Nana Odeneho Kyeremateng, Executive Chairman of Comet Properties, has disclosed that policies put in place by the government to address the challenges of housing deficit have not completely worked.
According to him, days when the agric business offered players the opportunity to earn some substantial monies for their cocoa in the world market to enable them to build houses has changed.
With this, he noted that the current world market prices do not offer same as they have been streamlined. This, he explained, has led to low revenue for such farmers who may even have the desire to build such houses.
“The policies have not worked totally. The international market has streamlined prices of Agric produce and doesn’t give room for people with 10 to 15 acres of cocoa to build houses again. When that vacuum was created, the public service came in, started employing people trying to bring young people who were civil servants, they granted them loans to build their own houses. But what was the percentage of the population that came into the public sector? They were few”.
Nana Odeneho Kyeremateng
According to him, despite Ghana Housing Department, currently State Housing, being introduced by former President Dr Kwame Nkrumah, which helped some environs including Cantonments, Labone, it also weakened due to economic challenges the country faced in the 1970s.
“When the ERP and the structural adjustment programs came in the 1980s with Rawlings, the World Bank said forget about building houses as a public sector function”.
Nana Odeneho Kyeremateng
Transfer of power to private sector
Mr Kyeremateng explained that the way government has transferred power to create affordable housing to the private sector doesn’t augur well for the sector.

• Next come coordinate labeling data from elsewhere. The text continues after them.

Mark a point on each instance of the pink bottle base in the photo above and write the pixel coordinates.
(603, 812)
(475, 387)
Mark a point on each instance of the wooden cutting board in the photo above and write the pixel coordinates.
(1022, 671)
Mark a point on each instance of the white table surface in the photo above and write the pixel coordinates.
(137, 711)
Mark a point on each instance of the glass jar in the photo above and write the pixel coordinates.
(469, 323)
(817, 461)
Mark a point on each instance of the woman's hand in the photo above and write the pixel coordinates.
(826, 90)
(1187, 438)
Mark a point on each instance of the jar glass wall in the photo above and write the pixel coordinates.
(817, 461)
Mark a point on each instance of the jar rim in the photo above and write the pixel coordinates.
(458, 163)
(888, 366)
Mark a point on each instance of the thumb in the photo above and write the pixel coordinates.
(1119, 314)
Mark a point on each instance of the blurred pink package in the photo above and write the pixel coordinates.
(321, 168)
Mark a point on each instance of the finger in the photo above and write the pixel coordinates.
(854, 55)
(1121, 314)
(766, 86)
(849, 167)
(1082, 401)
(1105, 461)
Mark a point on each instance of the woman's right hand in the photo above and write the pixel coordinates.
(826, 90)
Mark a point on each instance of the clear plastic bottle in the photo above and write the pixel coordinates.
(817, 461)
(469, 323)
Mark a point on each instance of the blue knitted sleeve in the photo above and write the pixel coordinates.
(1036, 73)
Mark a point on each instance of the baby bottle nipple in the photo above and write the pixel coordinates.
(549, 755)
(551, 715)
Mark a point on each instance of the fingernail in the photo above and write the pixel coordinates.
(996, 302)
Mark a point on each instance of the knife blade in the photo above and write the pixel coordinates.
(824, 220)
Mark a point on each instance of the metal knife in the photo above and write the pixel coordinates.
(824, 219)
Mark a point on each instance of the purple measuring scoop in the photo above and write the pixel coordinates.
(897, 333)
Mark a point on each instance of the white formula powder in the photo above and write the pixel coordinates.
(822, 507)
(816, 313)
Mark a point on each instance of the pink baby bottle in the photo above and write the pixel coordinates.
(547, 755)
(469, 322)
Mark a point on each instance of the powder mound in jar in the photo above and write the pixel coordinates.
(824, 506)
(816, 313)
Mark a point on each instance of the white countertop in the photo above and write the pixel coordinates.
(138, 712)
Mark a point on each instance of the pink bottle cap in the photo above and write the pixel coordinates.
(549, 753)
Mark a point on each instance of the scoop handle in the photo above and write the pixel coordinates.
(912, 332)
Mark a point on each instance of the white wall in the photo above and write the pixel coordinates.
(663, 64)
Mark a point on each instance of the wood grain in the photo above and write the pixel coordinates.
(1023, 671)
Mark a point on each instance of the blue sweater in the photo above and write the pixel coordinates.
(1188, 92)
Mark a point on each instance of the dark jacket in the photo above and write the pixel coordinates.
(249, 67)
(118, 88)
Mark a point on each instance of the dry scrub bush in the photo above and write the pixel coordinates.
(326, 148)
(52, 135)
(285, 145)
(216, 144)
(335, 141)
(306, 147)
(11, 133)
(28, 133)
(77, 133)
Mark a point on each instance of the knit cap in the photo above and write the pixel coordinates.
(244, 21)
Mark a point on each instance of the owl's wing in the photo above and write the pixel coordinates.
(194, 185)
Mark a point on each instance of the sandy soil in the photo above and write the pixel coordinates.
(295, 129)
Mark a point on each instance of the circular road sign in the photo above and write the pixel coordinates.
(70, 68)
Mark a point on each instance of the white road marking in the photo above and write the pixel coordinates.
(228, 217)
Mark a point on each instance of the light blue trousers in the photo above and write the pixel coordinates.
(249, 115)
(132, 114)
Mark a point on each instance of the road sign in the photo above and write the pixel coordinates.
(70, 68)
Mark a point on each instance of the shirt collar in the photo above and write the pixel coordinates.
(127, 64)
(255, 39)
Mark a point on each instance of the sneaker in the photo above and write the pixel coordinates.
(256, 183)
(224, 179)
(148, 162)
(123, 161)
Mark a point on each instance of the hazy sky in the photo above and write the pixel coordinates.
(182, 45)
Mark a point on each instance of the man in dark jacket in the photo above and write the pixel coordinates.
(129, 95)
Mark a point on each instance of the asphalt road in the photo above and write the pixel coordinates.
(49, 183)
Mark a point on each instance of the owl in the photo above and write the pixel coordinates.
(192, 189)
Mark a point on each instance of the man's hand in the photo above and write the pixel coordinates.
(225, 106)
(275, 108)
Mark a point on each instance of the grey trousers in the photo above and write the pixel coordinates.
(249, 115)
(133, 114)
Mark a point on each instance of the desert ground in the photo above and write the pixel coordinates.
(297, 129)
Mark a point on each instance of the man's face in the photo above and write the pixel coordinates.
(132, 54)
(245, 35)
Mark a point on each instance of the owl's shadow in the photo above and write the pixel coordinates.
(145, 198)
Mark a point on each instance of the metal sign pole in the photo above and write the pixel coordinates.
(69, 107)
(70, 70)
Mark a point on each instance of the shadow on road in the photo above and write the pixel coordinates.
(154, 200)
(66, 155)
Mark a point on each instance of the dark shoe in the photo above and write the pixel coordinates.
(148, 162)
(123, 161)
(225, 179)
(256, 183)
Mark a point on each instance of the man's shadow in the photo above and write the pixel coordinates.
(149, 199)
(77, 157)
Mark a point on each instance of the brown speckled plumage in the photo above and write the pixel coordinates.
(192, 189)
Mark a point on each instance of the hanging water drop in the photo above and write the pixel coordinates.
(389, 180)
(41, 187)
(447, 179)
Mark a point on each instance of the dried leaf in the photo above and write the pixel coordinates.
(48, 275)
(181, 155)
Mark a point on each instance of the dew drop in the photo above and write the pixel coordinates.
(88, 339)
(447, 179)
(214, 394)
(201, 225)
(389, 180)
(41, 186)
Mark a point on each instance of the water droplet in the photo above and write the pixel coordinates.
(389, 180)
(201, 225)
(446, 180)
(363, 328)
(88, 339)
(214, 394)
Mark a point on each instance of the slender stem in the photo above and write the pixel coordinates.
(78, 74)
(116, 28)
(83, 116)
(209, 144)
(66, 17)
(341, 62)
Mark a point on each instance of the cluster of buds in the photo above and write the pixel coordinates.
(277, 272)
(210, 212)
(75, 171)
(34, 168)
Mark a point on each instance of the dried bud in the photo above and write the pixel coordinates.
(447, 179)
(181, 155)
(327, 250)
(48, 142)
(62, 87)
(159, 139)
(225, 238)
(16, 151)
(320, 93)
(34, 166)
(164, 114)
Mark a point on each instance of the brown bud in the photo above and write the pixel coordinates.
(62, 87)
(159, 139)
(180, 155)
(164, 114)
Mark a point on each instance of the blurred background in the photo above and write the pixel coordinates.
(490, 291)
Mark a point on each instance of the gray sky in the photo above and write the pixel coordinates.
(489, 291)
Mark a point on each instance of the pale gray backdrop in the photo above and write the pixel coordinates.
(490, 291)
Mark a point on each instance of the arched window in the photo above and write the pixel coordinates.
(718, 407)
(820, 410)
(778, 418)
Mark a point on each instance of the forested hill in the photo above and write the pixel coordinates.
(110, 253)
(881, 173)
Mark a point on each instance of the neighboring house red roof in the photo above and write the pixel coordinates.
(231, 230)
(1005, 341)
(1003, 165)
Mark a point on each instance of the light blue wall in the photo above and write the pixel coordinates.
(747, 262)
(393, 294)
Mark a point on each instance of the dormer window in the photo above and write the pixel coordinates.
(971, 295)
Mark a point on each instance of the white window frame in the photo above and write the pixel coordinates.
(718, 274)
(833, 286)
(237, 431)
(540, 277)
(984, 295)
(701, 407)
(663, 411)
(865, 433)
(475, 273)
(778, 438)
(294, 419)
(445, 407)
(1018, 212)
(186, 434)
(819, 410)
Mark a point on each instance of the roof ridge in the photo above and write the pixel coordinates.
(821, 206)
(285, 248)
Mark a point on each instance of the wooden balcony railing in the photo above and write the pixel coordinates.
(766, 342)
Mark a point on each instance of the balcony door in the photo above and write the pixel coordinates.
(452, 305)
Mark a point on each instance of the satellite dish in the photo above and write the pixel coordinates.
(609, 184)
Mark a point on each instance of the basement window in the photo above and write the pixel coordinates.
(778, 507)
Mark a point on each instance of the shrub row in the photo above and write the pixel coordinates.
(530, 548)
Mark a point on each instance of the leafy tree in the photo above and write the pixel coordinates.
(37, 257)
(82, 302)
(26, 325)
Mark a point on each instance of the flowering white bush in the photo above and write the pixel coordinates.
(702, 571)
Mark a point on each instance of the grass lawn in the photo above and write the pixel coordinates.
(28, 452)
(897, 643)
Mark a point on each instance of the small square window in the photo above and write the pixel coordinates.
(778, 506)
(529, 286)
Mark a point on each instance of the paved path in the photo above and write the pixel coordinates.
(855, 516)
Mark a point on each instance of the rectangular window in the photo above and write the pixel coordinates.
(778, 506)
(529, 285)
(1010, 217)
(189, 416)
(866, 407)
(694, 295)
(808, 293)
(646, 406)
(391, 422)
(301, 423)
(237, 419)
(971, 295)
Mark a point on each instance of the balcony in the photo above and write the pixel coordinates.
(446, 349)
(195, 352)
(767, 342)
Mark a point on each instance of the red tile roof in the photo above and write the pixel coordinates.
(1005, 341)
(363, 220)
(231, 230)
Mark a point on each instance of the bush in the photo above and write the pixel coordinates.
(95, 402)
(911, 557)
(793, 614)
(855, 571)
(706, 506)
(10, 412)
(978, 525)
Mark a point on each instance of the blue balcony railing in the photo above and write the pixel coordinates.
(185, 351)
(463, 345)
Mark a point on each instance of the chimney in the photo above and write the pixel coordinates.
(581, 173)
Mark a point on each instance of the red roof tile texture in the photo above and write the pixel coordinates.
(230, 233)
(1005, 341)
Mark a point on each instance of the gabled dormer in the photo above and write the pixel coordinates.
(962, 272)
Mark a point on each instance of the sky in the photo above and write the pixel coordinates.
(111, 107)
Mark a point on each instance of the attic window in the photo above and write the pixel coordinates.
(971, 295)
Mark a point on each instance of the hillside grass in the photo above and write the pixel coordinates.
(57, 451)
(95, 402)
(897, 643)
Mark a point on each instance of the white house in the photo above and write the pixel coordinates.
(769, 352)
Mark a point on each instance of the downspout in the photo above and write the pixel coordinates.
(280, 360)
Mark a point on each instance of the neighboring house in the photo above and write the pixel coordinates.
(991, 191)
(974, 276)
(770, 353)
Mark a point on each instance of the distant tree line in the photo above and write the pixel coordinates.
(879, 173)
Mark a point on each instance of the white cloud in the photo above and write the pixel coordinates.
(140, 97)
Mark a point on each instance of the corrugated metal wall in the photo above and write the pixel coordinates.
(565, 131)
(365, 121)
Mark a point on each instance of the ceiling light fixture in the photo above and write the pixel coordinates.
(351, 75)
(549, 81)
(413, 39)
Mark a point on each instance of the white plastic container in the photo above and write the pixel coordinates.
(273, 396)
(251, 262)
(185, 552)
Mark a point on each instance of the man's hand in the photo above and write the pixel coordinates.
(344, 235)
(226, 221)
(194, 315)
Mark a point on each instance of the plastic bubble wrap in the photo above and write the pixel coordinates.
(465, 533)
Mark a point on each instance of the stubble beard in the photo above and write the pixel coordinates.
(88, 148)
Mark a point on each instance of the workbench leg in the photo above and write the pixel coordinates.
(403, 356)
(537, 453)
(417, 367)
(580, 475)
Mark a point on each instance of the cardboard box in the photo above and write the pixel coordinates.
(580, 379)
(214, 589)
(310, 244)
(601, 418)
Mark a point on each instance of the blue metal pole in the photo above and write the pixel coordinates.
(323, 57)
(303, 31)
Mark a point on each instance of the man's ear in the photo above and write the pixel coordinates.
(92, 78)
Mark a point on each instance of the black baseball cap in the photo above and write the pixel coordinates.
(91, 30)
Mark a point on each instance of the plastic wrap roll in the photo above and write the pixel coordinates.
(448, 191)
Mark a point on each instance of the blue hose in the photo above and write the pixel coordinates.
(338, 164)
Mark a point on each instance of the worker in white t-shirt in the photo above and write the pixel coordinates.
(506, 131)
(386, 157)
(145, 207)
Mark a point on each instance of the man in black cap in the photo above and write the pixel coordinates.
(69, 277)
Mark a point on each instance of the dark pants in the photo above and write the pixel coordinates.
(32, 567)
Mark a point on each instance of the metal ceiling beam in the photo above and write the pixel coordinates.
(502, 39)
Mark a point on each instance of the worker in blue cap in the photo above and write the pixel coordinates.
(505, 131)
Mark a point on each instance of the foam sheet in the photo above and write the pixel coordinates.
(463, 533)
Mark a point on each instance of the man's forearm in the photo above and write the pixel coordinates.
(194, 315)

“I don’t support the idea of insisting that it is the private sector that should lead in financing and funding housing. Government should play a major role. Big funds into a wholesale holder, who will then give it out to the mortgagees so citizens can get access to the funds.”
Nana Odeneho Kyeremateng
Mr Kyeremateng made his argument following the Ghana Statistical Service indication that the Greater Accra remains the most populated area with 5.44 million people, compared to the 4 million recorded in 2010.
The provisional report also revealed that out of the 10.7 million structures listed, 20 per cent were kiosks and wooden structures. One out of every five structures listed was not fully completed.
Partnership between government and private sector
Managing Director of Ecobank, Ghana Mr Dan Sackey in October last year revealed that private sector must complement government’s efforts in bridging the housing deficit in the country.
He noted that the continuous growth in the proportion of the Ghanaian population who live in urban areas had adverse impact on the country’s deficit.
Mr Sackey explained that there was the need for banks to act not only as financiers but as facilitators as well. Provision of customers with suitable payment platforms and solutions, he revealed will help to resolve the challenges that they may encounter in owning homes.
The Executive Secretary of the Ghana Real Estate Developers Association (GREDA), Mr Samuel Amegayibor also revealed that affordable housing in Ghana was only possible, if politicians would agree to collaborate with local technocrats and private real estate developers.